次に目指しているのがFP1級。こちらはどちらかというと実務を考えてというより
将来の自己実現のため、今の自分の生活プランニングのためと言った方がいいです。
子育てが一段落したら自分でやりたいと思っていることがあるのでそのために必須です。
また経理だけでなく、財務・総務・労務等々の仕事に関連する知識も多いので勉強して
損はないと思っています。2級は既に取得済みですので次は最高峰の1級です。
IT系の資格も一つは取っておこうかとITパスポートも検討しています。
最後にTOEIC。これは実務だけでなくこれから娘が大きくなって小学校で英語を学ぶ
際に自分が英語も出来ないようでは恥ずかしいなと思っています。
幼い頃から英会話に子供を連れて行く人も居ますが私は出来れば子供と一緒に英語を
学びたいと思っています。以前から学習してて結果を出せてない自分に諦めがつきません。

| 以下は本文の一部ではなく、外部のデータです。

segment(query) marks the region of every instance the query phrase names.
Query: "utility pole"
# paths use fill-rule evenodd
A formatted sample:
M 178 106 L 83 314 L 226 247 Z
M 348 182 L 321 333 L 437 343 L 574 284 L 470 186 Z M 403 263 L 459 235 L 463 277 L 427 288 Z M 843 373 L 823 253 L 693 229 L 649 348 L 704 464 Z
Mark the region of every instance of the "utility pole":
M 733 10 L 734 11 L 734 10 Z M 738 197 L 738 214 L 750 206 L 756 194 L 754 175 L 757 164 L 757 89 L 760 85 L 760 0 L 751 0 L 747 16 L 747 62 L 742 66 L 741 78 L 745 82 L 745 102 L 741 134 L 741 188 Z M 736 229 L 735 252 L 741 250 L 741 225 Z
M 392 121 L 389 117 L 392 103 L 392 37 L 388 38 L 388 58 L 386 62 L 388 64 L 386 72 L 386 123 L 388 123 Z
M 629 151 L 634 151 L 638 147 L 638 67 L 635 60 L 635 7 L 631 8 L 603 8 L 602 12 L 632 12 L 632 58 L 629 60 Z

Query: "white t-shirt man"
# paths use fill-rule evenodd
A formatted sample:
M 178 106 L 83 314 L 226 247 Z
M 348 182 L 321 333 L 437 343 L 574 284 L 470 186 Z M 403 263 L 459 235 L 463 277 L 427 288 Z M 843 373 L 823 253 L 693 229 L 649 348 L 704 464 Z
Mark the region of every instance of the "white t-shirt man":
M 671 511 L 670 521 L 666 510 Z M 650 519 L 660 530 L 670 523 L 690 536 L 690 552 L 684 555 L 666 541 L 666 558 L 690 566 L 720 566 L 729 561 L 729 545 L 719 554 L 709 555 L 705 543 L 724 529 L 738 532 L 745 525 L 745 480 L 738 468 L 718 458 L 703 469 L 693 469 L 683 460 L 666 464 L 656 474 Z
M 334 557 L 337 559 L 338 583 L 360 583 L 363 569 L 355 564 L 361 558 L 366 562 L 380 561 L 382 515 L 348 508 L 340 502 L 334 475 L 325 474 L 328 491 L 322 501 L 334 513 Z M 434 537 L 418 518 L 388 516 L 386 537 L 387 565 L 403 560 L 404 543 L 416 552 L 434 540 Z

会計知識+IT+ファイナンス+英語、これが当面2年間でクリアしなければならない私の
課題ですが間違いなくどんな仕事に就いても活きる潰しの利く資格だと思っています。

どんな資格を取ればいいのか?若い頃と違って、時間も限られて、掛けれるお金も少ない
といった制約のある中で敢えて勉強するのですから、将来の自分のキャリアに活きる資格や
将来の自分の夢や自己実現に向けて有効な資格を取っておきたいなと思います。
どうせ取るなら士業などのそれだけでハクがつくような資格にしたいものですが
途中で挫折してしまっては意味がありません。家事・育児・仕事の隙間時間に勉強のできる
資格と言えば今の私には上記の資格が相応だと考えてます。そのうちもっと時間が取れるよう
になれば必要に駆られてもっと高度な資格に挑戦するかも知れません。
ただ着付免状のように本来の自分の趣味だけのために頑張る方が楽しいのは楽しいですね。